Sunday, July 4, 2021

The American Creed

 From Archbishop José H. Gomez at  Angelus:

I am still struck at how the Catholic beginnings of this country are ignored in the telling of American history, even in otherwise excellent books. As I pointed out in my own 2013 book, “Immigration and the Next America,” such histories are not wrong, but they are incomplete. History is what holds us together as one nation. How we remember our past shapes how we understand where we are at in the present, and helps define our meaning and purpose as a people. We are in a period of deep division in our country. Not surprisingly, our anxieties about the present are playing out in fierce debates — in school boards, legislatures, and the media — over the meaning of American history and how to tell our national story.

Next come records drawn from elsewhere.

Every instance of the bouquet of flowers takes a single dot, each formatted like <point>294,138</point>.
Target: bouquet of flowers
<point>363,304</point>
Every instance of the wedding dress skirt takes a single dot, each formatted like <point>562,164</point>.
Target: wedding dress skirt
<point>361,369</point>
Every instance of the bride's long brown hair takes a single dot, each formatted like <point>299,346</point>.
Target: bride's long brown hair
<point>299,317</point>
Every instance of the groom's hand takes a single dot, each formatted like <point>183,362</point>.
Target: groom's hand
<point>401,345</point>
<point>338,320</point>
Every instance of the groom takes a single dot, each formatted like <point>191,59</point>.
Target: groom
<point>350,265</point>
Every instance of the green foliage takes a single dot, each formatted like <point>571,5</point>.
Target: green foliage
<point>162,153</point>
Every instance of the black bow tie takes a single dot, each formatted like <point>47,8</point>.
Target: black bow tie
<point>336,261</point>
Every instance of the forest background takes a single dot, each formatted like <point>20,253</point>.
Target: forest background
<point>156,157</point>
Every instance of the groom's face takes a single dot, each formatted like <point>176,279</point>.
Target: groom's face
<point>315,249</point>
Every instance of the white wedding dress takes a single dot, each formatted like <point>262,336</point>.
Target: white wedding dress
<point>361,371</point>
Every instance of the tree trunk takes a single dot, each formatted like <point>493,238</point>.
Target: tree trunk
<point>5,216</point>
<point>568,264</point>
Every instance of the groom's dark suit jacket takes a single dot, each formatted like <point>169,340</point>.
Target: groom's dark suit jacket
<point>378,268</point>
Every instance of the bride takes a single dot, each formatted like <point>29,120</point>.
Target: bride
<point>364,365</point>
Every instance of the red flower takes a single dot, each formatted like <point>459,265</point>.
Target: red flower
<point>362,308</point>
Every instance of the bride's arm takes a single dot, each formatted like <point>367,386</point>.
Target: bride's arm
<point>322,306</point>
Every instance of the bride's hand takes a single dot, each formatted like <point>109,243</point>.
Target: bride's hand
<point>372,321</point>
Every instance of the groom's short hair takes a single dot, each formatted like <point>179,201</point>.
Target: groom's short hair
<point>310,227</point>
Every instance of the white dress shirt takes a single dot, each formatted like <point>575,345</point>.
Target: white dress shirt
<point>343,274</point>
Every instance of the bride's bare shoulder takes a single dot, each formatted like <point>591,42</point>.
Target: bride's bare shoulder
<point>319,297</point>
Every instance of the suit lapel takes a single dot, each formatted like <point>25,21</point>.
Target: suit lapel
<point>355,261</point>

Recovering the story of America’s “other” founding — which occurred more than a century before the Mayflower, Madison, and Jefferson — can help us see beyond our present polarization. Beginning in the 1500s, missionaries from Spain were proclaiming the love of Jesus Christ to indigenous peoples from present-day Georgia and Florida to Texas and lower California. French missionaries were consecrating the lands from the Great Lakes to the Gulf of Mexico to the Virgin Mary. (Read more.)

1 comment:

julygirl said...

The failure of the Catholics who explored this Country to make any outstanding mark in the history books is that they did not create any serious colonization. A few cities around the Country such as, San Antonio Santa Fe and St.Augustine for example, bare the trappings of their early Spanish heritage, and one could say the same thing about the French presence and influence being overlooked. But we all know who wrote the history books from which the every day student in public education derive their history, it was not the Catholics.